Söz şöyle başlıyor: “İktidarın ülkeyi en kötü yönettiği, halkın en çok bunaldığı bir zamanda seçim kazanamıyor ya, bu CHP’yi değiştirmekten başka çare yok.”
Söz şöyle devam ediyor:
“Bu CHP’yi uzunca bir zamandır Kemal Kılıçdaroğlu yönetiyor ve uzunca zamandır Kılıçdaroğlu Tayyip Erdoğan karşısında seçim kazanamıyor, en son seçimde 6 partiyi bir araya getirdoikten sonra da kazanamadı, öyleyse Kılıçdaroğlu’suz bir CHP’yi düşünmek lazım. “
Burada o tılsımlı söz devreye giriyor: Değişim.
Bugün CHP’de “Değişim”den söz etmek de bir noktada “Kılıçdaroğlu’nun yerine bir başkasının gelmesi” demek oluyor, bir başka noktada ise “Partinin rotasının, halka verdiği mesajın vs’nin değişmesi” anlamına geliyor.
Aslında Kılıçdaroğlu, “Partinin bir türlü iktidara gelemiyor olması” meselesini göz ardı etmedi. Onun, ya da onun danıştığı insanların bu noktadaki yorumu “Partinin dayanarak geldiği halk tabanının iktidar olmaya yetmediği, daha geniş halk topluluklarının muhafazakâr – milliyetçi nitelikte olduğu, onların da CHP politikalarından ürktüğü, bu kesimlere ulaşmak için parti ilişkilerinde bir açılım gerektiği” yönündeydi, “Açılım”ın doğrultusu “Helalleşme” gibi toplumda karşılığı olan munis bir motto ile devreye sokuldu. Bu arada içinde “muhafazakârlar”ı da, “milliyetçiler”i de bulunan 6 parti ile ittifak yapıldı, ama olmadı. Orada da “Bu bileşkeyi temsil eden isim Kılıçdaroğlu mu?” sorusu soruldu. Acaba değişim doğru idi de, onu temsil eden isim mi yanlıştı?
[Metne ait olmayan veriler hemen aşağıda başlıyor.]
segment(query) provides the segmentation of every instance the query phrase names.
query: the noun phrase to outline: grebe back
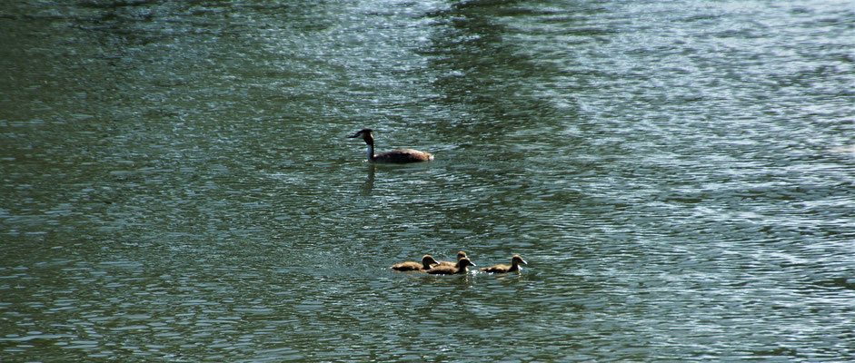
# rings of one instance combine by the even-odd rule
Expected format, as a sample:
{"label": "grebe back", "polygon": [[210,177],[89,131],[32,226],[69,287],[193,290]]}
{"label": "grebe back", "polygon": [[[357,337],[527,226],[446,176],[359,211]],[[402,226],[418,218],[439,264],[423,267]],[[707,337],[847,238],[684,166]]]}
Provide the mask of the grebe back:
{"label": "grebe back", "polygon": [[363,140],[368,144],[368,160],[373,162],[388,162],[388,163],[406,163],[406,162],[431,162],[433,160],[433,155],[420,152],[418,150],[413,149],[398,149],[393,150],[391,152],[386,152],[383,153],[374,154],[374,135],[373,135],[371,129],[362,129],[358,132],[348,136],[350,138],[355,138],[362,136]]}

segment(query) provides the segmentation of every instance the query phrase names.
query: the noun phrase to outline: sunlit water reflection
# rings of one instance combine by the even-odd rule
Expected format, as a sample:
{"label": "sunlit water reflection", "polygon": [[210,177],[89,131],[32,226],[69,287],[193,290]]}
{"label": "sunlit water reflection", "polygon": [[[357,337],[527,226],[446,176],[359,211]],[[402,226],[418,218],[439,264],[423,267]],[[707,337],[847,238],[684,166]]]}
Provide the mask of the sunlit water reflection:
{"label": "sunlit water reflection", "polygon": [[[0,10],[3,360],[855,356],[846,2]],[[370,165],[344,136],[413,147]],[[521,274],[396,273],[425,253]]]}

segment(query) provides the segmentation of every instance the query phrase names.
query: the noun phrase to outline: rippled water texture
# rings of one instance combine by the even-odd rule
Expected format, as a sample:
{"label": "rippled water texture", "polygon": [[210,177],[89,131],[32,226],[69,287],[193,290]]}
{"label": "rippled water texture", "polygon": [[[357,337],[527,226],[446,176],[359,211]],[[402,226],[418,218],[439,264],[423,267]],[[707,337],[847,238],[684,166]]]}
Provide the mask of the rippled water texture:
{"label": "rippled water texture", "polygon": [[850,1],[13,3],[2,361],[855,359]]}

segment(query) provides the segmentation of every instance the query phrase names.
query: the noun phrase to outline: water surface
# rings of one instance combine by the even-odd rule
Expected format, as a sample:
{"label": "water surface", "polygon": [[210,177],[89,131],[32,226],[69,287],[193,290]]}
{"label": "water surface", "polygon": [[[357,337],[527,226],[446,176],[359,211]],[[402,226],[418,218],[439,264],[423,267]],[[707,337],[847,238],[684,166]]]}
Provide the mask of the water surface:
{"label": "water surface", "polygon": [[[0,8],[2,360],[855,358],[848,2]],[[412,147],[371,165],[347,139]],[[393,263],[465,250],[521,274]]]}

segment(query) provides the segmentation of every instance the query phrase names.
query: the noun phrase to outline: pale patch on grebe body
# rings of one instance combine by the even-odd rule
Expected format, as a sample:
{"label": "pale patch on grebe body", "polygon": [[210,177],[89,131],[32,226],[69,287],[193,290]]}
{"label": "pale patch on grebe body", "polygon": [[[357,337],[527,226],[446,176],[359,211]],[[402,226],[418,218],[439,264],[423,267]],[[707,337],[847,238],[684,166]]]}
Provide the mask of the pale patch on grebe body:
{"label": "pale patch on grebe body", "polygon": [[379,154],[374,154],[374,135],[371,129],[363,129],[358,132],[348,136],[351,138],[362,137],[363,141],[368,145],[368,160],[373,162],[384,163],[408,163],[433,161],[433,155],[413,149],[398,149]]}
“Değişim süreci”nde iki isim kazanmıştı: İstanbul’da Ekrem İmaümoğlu, Ankara’da Mansur Yavaş. İkisi de, CHP’den farklı renkler taşıyordu. “Eli CHP’ye gitmeyenler”den oy almışlardı. Tabii Kürt oyları vardı, tabii İyi Parti ittifakı vardı, ama sonuçta “Eli CHP’ye gitmeyenler”iden gelen oylar da vardı.
Buradan “Değişim”i böyle sembolleşen isimlerle götürme eğilimi çıktı.
Ama itirazlar da vardı, “6’lı masa” CHP’nin milliyetçi – muhafazakar dünyaya açılımının en bariz örneği idi, üstelik o dünyaya, 39 milletvekili hibe edilmişti, daha önce İyi Parti’ye meccanen 15 milletvekili verilmesi gibi, ama oralardan oy akmamıştı CHP mecrasına…
O zaman “sağcılaşma – muhafazakarlara yaklaşma” diye nitelenen enstrüman da sadra şifa olmamıştı…
Acaba “Değişim” diye “aslına mı dönmeli”ydi CHP? “Fabrika ayarlarına dönme” söylemini tanırdı Türkiye… Zaman zaman sancılandığı ve oy kaybına uğradığı dönemlerde Ak Parti için de dillendirilmişti. Neydi CHP için “Fabrika ayarlarına dönmek?”
Atatürk’ün kurduğu parti… İnönü’nün partisi. Devrimler… Kemalizm… Laiklik…
Bütün bunlar neredeydi? Kılıçdaroğlu eksen kayması mı yaşatmıştı CHP’ye?
Deyim yerinde ise “Dibine kadar -Kemalist- bir parti olsaydı CHP”, iktidar yolunu açabilir miydi?
Aslında İnönü ile başlamıştı CHP’deki değişim. “Katı laiklik” alanında esnemeleri İnönü CHP’nin başında iken ve CHP Tek Parti iktidarında iken görmekteyiz. “Ortanın solu” ifadesi de İnönü tarafından getirilmişti CHP’ye tanım olarak.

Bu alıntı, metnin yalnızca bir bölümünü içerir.